Naderi S, Bohlouli M, Yin T, König S
Institute of Animal Breeding and Genetics, University of Gießen, Ludwigstr. 21b, 35390, Gießen, Germany.
Anim Genet. 2018 Jun;49(3):178-192. doi: 10.1111/age.12661. Epub 2018 Apr 6.
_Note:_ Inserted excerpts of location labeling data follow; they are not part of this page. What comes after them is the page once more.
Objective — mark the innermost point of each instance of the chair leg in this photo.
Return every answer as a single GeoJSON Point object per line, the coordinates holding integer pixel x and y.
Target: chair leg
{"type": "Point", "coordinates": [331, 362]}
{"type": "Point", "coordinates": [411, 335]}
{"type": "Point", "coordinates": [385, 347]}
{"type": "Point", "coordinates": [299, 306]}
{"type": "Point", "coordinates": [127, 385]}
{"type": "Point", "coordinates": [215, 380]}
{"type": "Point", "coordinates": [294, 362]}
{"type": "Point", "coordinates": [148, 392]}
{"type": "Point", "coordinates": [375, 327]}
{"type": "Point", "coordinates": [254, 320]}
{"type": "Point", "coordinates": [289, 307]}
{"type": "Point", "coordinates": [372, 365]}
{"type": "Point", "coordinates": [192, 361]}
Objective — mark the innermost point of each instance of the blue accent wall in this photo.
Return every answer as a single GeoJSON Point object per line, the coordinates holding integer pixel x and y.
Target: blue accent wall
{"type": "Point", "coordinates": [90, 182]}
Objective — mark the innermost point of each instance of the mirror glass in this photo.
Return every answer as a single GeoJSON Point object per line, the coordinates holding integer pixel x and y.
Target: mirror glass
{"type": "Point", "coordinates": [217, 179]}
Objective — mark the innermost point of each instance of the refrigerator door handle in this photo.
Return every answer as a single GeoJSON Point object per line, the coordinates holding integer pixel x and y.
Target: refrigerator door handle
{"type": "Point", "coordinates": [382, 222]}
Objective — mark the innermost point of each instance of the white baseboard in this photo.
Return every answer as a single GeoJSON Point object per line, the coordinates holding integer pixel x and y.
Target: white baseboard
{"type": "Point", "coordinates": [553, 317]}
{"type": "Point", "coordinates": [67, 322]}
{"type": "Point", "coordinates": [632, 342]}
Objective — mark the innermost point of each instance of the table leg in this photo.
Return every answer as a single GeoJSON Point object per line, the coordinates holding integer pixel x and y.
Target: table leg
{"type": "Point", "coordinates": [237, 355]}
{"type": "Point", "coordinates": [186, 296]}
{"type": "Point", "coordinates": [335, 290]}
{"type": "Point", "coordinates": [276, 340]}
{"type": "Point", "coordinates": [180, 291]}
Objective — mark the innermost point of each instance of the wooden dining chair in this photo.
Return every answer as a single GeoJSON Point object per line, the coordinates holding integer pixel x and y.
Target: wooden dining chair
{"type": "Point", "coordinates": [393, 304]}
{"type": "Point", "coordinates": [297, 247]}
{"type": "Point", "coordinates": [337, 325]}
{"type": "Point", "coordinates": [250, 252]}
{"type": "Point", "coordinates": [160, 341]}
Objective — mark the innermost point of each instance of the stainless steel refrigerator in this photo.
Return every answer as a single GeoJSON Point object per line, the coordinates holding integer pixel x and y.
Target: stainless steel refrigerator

Holstein Friesian cow training sets were created according to disease incidences. The different datasets were used to investigate the impact of random forest (RF) and genomic BLUP (GBLUP) methodology on genomic prediction accuracies. In addition, for further verifications of some specific scenarios, single-step genomic BLUP was applied. Disease traits included the overall trait categories of (i) claw disorders, (ii) clinical mastitis and (iii) infertility from 80 741 first lactation Holstein cows kept in 58 large-scale herds. A subset of 6744 cows was genotyped (50K SNP panel). Response variables for all scenarios were de-regressed proofs (DRPs) and pre-corrected phenotypes (PCPs). Initially, all sick cows were allocated to the testing set, and healthy cows represented the training set. For the ongoing cow allocation schemes, the number of sick cows in the training set increased stepwise by moving 10% of the sick cows from the testing to the training set in each step. The size of training and testing sets was kept constant by replacing the same number of cows in the testing set with (randomly selected) healthy cows from the training set. For both the RF and GBLUP methods, prediction accuracies were larger for DRPs compared to PCPs. For PCPs as a response variable, the largest prediction accuracies were observed when the disease incidences in training sets reflected the disease incidence in the whole population. A further increase in prediction accuracies for some selected cow allocation schemes (i.e. larger prediction accuracies compared to corresponding scenarios with RF or GBLUB) was achieved via single-step GBLUP applications. Correlations between genome-wide association study SNP effects and RF importance criteria for single SNPs were in a moderate range, from 0.42 to 0.57, when considering SNPs from all chromosomes or from specific chromosome segments. RF identified significant SNPs close to potential positional candidate genes: GAS1, GPAT3 and CYP2R1 for clinical mastitis; SPINK5 and SLC26A2 for laminitis; and FGF12 for endometritis.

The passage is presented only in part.